The New York Rangers avoided arbitration with another key forward on Wednesday, and this one came down to the wire. Hours before their scheduled arbitration hearing, the team announced that they had come to terms with restricted free agent Chris Kreider. Although terms of the deal were not disclosed, it is reportedly for two years, and will carry an annual cap hit of $2.475 million.
Kreider was selected by the Rangers in the first round (19th overall) of the 2009 NHL Entry Draft. After winning his second NCAA Championship with Boston College, he burst onto the NHL scene during the 2012 postseason. Without ever playing a regular season NHL game, Kreider was inserted into the Rangers lineup. He proceeded to put up seven points in 18 games.
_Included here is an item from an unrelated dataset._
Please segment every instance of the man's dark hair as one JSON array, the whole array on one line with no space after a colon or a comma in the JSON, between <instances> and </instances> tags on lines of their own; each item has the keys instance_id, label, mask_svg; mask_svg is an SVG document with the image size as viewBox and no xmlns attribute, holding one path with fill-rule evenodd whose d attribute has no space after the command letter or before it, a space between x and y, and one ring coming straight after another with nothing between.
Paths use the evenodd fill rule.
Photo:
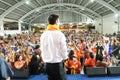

After splitting time between the NHL and AHL during the 2012-2013 season, the 23-year-old Kreider finally cracked the Rangers lineup for good (aside from a six-game AHL stint) last season. In 66 games for the Blueshirts last season, Kreider had 17 goals and 37 points. He was even better in the postseason, with 13 points in 15 games.
Kreider was looking for a contract worth $2.8 million in arbitration, while the Rangers submitted a deal with an average annual value of $2.05 million. The two sides just about split the difference.
The deal should come as no surprise for Blueshirts faithful. On Tuesday, the Rangers came to terms with leading scorer Mats Zuccarello on a one-year deal; thus avoiding his arbitration hearing scheduled for July 25. The Rangers haven’t actually gone into an arbitration with a player since 2009. That streak will come to an end if they are unable to sign forward Derick Brassard before his hearing, scheduled for July 28.